Por desgracia, lo realmente salvaje en Occidente no es el capitalismo sino la codicia y las ansias de poder de nuestros políticos y de los grupos de presión a los que sirven. Lejos de recuperar los saludables principios liberales sobre los que floreció y prosperó Europa -la descentralización institucional, el libre comercio, el dinero honesto basado en el oro, la fiscalidad mínima, la libre competencia de los mercados y, sobre todo, la preocupación por ponerle coto al poder político- la casta política eurocrática está imponiendo aquellos antivalores por culpa de los que sucumbió Europa en repetidas ocasiones -la centralización imperial, el mercantilismo, el monopolio monetario de carácter inflacionista, la fiscalidad confiscatoria, el encorsetamiento dirigista y prebendista de los mercados y, sobre todo, la demolición de la mayoría de contrapesos institucionales que contribuían a restringir el desparrame del poder político-.
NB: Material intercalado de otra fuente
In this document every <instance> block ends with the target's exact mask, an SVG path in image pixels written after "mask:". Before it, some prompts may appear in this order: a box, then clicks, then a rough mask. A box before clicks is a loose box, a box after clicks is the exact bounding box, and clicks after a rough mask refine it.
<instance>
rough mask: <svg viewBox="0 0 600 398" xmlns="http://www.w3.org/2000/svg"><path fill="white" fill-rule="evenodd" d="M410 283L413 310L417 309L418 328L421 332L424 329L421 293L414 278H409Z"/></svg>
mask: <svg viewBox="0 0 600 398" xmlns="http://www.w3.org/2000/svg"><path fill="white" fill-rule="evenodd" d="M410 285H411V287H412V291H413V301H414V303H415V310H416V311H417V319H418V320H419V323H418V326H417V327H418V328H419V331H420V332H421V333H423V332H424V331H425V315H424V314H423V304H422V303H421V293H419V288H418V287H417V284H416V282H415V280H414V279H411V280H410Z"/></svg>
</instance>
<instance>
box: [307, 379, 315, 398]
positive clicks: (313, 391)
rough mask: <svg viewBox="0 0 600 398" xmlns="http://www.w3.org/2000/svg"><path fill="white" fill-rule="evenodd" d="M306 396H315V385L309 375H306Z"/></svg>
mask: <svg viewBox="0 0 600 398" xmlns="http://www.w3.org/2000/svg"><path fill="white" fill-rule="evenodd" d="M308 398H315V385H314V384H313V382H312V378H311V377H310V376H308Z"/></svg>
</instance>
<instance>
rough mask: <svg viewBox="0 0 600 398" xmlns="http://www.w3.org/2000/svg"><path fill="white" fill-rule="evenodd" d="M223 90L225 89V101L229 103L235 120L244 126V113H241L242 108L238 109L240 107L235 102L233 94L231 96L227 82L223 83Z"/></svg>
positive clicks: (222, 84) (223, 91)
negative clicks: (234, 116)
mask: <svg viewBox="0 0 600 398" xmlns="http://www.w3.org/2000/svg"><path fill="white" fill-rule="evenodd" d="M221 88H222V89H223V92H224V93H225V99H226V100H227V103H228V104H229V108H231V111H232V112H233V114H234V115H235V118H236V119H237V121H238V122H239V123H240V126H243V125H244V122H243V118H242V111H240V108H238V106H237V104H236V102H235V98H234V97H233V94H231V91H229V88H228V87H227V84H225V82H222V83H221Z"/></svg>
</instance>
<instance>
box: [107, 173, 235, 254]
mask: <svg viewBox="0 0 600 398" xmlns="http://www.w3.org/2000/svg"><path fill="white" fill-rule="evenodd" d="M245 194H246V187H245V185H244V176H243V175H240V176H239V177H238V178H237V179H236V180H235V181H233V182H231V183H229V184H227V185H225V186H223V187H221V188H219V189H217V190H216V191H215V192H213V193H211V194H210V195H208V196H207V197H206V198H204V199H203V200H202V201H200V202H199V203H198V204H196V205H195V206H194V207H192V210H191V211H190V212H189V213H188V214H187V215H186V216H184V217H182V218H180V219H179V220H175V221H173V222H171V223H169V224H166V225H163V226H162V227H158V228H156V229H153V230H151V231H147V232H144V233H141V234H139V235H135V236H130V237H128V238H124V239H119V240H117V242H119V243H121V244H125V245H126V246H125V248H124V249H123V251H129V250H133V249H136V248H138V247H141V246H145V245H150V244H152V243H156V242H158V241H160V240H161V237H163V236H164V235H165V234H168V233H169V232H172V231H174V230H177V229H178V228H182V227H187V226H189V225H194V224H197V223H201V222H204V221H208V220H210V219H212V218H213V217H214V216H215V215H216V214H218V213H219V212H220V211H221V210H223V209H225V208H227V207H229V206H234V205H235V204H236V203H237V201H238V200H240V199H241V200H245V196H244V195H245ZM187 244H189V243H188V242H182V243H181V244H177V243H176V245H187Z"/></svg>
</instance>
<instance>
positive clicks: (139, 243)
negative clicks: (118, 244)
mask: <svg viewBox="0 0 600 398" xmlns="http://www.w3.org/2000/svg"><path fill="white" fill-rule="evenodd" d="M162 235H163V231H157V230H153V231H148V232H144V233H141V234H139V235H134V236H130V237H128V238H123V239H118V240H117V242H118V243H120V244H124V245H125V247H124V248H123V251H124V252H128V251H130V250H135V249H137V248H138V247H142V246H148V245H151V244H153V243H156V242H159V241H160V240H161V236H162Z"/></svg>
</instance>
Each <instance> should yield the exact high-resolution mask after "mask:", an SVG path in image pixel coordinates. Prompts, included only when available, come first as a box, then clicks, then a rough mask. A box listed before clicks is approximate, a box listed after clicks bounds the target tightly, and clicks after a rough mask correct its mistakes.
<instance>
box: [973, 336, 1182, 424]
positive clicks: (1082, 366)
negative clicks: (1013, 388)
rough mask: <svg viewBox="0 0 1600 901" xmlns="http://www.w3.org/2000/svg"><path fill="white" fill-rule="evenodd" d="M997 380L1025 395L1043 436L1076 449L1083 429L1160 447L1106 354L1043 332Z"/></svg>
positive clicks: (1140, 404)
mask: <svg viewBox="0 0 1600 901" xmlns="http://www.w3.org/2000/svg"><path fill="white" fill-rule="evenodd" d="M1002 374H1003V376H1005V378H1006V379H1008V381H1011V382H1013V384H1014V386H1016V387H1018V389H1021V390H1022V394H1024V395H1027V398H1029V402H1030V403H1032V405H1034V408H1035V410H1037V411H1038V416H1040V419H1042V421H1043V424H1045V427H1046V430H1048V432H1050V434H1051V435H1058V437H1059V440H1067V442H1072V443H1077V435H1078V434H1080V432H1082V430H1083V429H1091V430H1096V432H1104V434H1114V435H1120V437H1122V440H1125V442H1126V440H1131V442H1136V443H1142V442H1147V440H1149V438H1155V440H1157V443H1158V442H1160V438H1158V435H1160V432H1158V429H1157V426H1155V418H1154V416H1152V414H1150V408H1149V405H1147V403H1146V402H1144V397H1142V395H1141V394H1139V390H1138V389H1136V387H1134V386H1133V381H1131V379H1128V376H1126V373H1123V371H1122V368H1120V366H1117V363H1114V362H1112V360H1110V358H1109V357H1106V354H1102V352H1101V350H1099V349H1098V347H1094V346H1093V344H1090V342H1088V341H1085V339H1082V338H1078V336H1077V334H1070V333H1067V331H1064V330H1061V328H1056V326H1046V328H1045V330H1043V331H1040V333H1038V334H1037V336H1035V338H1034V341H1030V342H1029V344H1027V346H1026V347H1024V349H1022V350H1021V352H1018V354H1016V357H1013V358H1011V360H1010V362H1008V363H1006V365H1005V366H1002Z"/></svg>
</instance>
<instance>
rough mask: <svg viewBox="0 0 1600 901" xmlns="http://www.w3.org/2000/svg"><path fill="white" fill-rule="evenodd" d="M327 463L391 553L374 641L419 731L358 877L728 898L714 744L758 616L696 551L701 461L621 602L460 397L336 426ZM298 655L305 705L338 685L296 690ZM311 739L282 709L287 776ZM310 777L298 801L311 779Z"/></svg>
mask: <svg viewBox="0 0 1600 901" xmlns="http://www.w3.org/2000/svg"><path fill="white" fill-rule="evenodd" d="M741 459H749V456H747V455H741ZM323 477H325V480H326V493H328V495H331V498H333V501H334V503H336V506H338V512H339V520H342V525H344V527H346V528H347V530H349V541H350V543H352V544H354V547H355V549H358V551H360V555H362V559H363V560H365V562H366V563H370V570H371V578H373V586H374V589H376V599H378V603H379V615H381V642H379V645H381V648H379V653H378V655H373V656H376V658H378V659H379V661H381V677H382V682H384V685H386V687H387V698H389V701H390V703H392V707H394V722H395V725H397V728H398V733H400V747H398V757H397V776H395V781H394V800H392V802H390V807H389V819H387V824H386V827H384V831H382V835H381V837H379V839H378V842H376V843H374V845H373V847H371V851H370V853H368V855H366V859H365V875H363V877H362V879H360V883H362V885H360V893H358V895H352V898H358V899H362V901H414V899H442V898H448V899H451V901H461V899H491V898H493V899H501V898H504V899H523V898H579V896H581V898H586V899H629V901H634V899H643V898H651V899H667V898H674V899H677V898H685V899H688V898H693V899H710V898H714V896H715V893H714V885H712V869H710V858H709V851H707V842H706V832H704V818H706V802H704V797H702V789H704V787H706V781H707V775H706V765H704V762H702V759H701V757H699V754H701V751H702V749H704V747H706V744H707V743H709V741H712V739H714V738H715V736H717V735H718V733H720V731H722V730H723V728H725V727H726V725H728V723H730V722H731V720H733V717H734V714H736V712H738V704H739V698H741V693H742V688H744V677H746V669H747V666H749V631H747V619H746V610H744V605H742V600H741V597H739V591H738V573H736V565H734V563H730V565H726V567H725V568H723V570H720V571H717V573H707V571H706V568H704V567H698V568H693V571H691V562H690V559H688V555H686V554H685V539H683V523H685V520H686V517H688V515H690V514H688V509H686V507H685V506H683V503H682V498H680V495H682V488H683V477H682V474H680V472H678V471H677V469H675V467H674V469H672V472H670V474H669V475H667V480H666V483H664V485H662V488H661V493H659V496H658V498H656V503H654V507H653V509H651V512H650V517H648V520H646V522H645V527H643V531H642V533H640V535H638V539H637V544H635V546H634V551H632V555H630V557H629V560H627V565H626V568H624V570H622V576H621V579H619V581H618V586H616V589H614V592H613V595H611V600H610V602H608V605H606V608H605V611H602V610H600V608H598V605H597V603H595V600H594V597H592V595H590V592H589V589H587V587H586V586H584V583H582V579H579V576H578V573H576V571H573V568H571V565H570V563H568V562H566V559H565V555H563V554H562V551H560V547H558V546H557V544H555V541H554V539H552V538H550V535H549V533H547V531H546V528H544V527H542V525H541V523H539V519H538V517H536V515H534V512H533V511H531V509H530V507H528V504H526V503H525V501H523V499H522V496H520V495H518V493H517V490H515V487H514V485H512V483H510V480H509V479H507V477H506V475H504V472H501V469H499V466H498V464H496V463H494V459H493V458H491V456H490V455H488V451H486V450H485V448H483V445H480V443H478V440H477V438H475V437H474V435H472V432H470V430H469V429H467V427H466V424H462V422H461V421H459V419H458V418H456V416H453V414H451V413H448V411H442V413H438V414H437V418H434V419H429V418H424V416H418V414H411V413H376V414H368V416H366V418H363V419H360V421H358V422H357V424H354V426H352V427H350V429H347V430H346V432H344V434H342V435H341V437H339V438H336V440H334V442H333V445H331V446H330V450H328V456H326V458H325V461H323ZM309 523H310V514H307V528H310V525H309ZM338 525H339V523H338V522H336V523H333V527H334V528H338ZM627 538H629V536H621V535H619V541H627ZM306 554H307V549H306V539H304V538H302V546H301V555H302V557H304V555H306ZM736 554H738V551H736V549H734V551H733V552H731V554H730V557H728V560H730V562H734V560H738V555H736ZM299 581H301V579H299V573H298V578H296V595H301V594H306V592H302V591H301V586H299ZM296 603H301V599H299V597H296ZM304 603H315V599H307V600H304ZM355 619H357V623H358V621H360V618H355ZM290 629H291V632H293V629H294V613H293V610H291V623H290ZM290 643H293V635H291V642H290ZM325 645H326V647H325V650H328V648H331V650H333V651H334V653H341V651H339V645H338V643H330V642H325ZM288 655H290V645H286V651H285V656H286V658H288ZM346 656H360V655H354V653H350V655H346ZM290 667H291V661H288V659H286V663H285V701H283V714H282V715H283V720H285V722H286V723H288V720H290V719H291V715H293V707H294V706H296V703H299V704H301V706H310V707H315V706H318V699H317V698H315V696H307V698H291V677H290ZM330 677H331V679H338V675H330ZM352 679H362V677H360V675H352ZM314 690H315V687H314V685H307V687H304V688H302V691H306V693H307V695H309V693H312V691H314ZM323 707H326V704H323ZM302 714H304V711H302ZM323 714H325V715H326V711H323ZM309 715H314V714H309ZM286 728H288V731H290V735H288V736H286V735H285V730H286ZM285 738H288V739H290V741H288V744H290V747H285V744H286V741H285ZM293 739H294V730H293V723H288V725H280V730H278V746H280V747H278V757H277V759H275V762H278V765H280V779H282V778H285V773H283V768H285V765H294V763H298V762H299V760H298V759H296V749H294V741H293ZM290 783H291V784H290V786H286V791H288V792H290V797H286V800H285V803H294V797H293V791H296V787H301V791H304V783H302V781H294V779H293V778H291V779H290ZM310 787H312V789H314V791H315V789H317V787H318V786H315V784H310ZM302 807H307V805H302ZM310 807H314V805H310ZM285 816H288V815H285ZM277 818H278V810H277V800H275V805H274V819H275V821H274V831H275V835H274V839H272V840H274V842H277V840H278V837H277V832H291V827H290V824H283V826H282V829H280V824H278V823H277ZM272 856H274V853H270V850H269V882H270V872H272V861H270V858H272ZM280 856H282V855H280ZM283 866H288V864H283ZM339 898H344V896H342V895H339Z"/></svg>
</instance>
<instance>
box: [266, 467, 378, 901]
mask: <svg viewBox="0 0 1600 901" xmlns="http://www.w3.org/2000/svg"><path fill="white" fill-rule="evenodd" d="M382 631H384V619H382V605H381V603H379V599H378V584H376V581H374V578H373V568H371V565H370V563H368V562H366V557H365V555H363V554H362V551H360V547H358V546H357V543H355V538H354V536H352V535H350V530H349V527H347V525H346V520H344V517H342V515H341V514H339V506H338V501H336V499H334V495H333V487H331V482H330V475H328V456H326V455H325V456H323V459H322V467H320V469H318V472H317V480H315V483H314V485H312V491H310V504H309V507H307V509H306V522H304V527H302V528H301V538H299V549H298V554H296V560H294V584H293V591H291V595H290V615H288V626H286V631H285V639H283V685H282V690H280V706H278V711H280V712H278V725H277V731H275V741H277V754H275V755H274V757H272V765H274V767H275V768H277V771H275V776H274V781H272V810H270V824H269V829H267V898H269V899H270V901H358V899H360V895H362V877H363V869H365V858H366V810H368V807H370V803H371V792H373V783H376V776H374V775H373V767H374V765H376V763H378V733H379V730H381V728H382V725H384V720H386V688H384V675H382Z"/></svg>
La libertad y el bienestar de los europeos pasa necesariamente por reducir y limitar enérgicamente a sus mastodónticos Estados; empezando por el desmantelamiento de ese nocivo megaEstado de la UE plagado de políticos que, como Schulz, sólo saben atribuir el fracaso del estatismo desbocado que padecemos a un inexistente capitalismo salvaje con el propósito de seguir parasitando la riqueza que generan las familias y las empresas europeas.
Nuestro modelo debería ser la pacífica, descentralizada y próspera Suiza, no los militaristas, centralizadores y estatalizadores imperios napoleónico y bismarckiano. Libertad de movimientos para personas, capitales y mercancías, sí; burocracia estatal bruselense, no.